Penhaligon’s is a creator of fragrances that tell stories. Recognising the emotive power of scent, it’s a brand that understands its customers are looking for more than just a great product; they want to buy into something that is a reflection of themselves.
With the Cornish barber William Penhaligon’s precious recipe books at its disposal – dating back to 1870 when a flash of ankle was considered titillating stuff – the brand has a rich and varied history and no shortage of stories in its armoury. But true to William Penhaligon’s founding principles, it continues to seek new ways to interpret its British heritage.

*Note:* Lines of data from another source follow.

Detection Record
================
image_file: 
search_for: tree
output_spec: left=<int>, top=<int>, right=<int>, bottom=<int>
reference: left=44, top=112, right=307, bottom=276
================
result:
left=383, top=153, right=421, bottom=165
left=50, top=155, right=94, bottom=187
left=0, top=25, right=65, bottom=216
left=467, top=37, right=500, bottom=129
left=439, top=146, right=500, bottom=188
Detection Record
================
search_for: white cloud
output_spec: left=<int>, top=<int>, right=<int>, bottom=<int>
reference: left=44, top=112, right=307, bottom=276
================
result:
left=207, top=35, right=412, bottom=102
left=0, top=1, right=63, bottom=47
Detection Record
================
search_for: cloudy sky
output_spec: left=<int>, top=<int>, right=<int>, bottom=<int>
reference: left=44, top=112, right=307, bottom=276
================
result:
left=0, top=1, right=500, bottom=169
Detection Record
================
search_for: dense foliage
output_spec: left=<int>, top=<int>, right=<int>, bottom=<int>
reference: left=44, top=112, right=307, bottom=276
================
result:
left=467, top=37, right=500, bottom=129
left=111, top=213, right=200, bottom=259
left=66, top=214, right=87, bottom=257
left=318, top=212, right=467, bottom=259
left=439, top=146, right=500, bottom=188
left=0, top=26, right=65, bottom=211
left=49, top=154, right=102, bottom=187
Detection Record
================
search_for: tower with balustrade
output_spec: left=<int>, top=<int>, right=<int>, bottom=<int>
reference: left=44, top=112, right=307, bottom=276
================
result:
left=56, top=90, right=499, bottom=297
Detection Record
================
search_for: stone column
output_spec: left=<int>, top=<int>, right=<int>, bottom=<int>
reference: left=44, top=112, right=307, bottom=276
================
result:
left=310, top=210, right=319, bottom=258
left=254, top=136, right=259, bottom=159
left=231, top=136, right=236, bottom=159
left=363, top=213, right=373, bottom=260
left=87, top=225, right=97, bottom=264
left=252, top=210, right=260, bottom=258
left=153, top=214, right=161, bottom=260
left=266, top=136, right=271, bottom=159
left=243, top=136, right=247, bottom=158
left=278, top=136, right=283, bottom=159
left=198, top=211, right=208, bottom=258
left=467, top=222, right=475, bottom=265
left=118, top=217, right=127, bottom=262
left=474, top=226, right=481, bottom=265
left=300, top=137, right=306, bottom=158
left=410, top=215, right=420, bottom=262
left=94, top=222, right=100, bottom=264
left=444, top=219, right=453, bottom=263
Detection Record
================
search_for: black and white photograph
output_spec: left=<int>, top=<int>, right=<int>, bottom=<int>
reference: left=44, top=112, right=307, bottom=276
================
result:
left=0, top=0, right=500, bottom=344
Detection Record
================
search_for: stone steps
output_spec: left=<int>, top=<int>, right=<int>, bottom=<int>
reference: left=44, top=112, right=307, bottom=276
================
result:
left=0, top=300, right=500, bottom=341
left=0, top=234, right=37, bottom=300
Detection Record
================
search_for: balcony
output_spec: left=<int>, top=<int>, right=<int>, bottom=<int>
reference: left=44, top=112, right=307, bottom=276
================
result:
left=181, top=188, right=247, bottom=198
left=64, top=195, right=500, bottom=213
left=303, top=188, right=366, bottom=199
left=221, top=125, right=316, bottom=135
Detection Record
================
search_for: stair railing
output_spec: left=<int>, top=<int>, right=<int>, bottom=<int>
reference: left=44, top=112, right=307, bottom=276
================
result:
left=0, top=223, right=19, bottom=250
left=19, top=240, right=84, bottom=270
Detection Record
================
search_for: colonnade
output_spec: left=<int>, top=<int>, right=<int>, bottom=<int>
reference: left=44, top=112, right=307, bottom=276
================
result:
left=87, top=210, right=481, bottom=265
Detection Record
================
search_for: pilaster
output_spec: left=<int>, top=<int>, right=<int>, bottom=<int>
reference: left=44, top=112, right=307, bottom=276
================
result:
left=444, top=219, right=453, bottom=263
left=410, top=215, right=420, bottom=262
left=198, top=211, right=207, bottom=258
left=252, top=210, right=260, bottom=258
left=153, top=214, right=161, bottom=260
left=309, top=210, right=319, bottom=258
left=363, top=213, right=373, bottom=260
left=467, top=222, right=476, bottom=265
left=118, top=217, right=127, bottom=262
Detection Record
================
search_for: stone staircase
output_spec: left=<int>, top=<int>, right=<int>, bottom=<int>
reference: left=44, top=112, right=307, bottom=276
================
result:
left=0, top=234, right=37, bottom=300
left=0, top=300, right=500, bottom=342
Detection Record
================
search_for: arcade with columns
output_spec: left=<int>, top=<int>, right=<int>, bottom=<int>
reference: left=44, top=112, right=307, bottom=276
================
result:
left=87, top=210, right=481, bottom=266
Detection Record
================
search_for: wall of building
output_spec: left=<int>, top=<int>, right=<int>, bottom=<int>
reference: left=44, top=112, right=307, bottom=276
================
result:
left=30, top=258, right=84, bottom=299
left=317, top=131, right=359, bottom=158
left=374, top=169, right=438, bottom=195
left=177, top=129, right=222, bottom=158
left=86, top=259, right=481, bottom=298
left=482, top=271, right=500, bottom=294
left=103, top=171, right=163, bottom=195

In a changing world, where new players are regularly entering the niche fragrance corner, Penhaligon’s objective is not to change the brand, but to build on what makes up its DNA. ‘Following the pack has never been our style. We’re not ones for jumping on the bandwagon or creating a fragrance based on a fad,’ says Lance Patterson, CEO. ‘We combine imagination and inspiration from the world around us. You don’t make it through 150 years without picking up a thing or two about standing out from the crowd.’
We are very fond of telling stories, and it delights us to invite our customers into a world of the unexpected
As Penhaligon’s did for the 9th Duke of Marlborough with Blenheim Bouquet, so it still creates one-of-a-kind scents for Penhaligon’s Bespoke, in partnership with some of the world’s top perfumers. Customers share their fascinating stories through in-depth conversations and from these the essence of ‘who they are’ is extracted and bottled. ‘It’s always rewarding when a customer expresses how our fragrances have allowed them to feel more confident, more alive – and that’s why we continue to do it.’
Britishness is considered a key attribute of the brand, and part of 2020’s anniversary celebrations will be to highlight Britain’s entrepreneurial spirit in homage to the founder’s personality. Passion for fragrance runs in the veins at Penhaligon’s, along with a commitment to quality and an intimate knowledge of the industry, honed through 150 years. ‘We pride ourselves on our knowledge,’ says Patterson, ‘though we’re seldom boastful. We reference our past, but we have a contemporary vision.’